I think there is a bit of a paradox, debugging can seem heavy, but then when you’ve added enough print statements you’ve spent more time and added more things to clean up than if you had just taken the time to debug, well, you should have debugged. But you don’t know until you know. This seems to also appear with the “it would’ve been faster to not try to automate/code a fuller solution” than address whatever you were doing.


> using a debugger is much _faster_ than adding a print statement and recompiling (then removing the print statement)

Don't remove the print statement. Leave it in, printing conditionally on the log level you set.


In what way is using a debugger "slow"? I find that it speeds up iteration time because if my print statements aren't illustrative I have to add new ones and restart, whereas if I'm already sitting in the debugger when my hypothesis is wrong, I can just keep looking elsewhere.


I find I use the stepping debugger less and less as I get more experienced.

Early on it was a godsend. Start program, hit breakpoint, look at values, step a few lines, see values, make conclusions.

Now I rely on print statements. Most of all though, I just don't write code that requires stepping. If it panics it tells me where and looking at it will remind me I forgot some obvious thing. If it gives the wrong answer I place some print statements or asserts to verify assumptions.

Over time I've also created less and less state in my programs. I don't have a zillion variables anymore, intricately dependent on each other. Less spaghetti, more just a bunch of straight tubes or an assembly line.

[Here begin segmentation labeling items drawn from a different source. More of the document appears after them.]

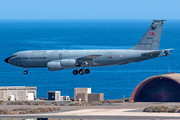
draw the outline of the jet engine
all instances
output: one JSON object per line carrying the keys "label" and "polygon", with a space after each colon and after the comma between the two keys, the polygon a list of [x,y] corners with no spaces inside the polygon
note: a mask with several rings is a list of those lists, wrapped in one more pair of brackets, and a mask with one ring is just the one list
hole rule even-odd
{"label": "jet engine", "polygon": [[62,59],[58,61],[51,61],[47,63],[49,71],[58,71],[62,69],[71,69],[76,67],[75,59]]}
{"label": "jet engine", "polygon": [[76,67],[76,60],[75,59],[62,59],[60,60],[61,66],[64,69],[71,69]]}
{"label": "jet engine", "polygon": [[49,71],[58,71],[62,70],[60,61],[52,61],[47,63],[47,68]]}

I think it's possible that over the years I hit problems that couldn't easily be stepped. They got so complicated that even stepping the code didn't help much, it would take ages to really understand. So later programs got simpler, somehow.


I find I use the stepping debugger more and more as I get more experienced. Watching the live control flow and state changes allows me to notice latent defects and fix them before they ever cause actual problems. Developers ought to step through every line of course that they write.


It’s because we moved to request-response, and allow for deep linking / saved states. Soo the state of the session is more easily reproduced


> I never bothered learning how to use the debuggers for those languages. I don't miss them.

This could be causal.


You'd have to assume that the python and go debuggers do something that C debuggers don't do.


Or assume that python debuggers aren't as nice to use, or that python does not lend itself to inspecting weird memory and pointer dereferences, or a bunch of other possibilities.


Most of what I worked with code wise growing up was either very niche or setup in such a way that debuggers weren't an option so I never really used them much either. I don't understand their appeal when print statements can give you more context to debug with anyway. I'm definitely no senior but I'm used to solving things the "hard way" as one developer told me. He wondered how I could even work because of how "bad" my tools were but I didn't know any better being self taught and with certain software it's just not compatible with the tools he mentioned.


It depends what you're doing. Sometimes inserting a print and capturing state works. Sometimes you're not sure what you need to capture, or it's going to take a few iterations. That's where pdb / breakpoint() / more interactive debuggers can be very helpful.